The FBI has called out Apple, previously, to aid them in unlocking a terrorist's iPhone 5C. However, Apple has claimed that it violates user privacy and security even though it was a federal request. According to CNET, FBI has now spoken out and told Apple that they no longer need the company in helping them open up, the known terrorist and San Bernardino shooter, Syed Farook's iPhone 5C. It was Apple's CEO Tim Cook that stood in the way of their mission.
For quite a while, the FBI has been coordinating with Apple on seeing their goal through but a sudden revelation on Monday revealed that they were able to coordinate with an outside party's help that can provide FBI investigators a way to get into the phone and access data.
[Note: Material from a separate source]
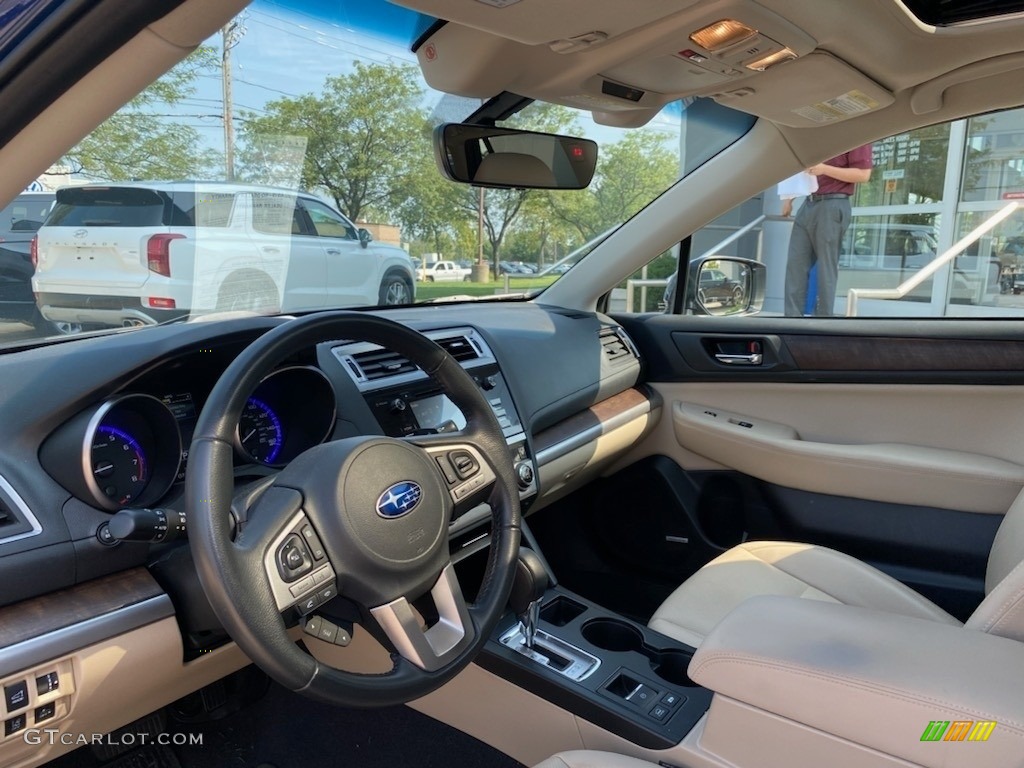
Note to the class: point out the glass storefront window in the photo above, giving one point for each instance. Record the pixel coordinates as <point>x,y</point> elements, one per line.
<point>993,168</point>
<point>885,251</point>
<point>909,169</point>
This left Apple powerless on the issue. Now, Ed McAndrew, a former federal cybercrimes prosecutor and current Washington, D.C-based lawyer at Ballard Spahr, said that Apple might have less power to keep the FBI out of its customer's phones. Since the federal government has approached another party, that leaves Apple on a stand-still.
"The government is not saying they're going to stand down, they're not agreeing at this point that this case is moot," McAndrew said. "This suggests that Apple's participation may be diminished and that they may have less control of this process."
The government's move now leads to many questions. McAndrew explained that,"This has the potential to undermine the security of Apple's devices," Other questions include: "Who is this outside party? A hacker? A cyber-forensic investigator? A security researcher?"
JNH has previously reported that Apple has already released the latest iOS update that will boost encryption. While the company is working over-time to secure the devices, the government is trying to find a way to decrease encryption.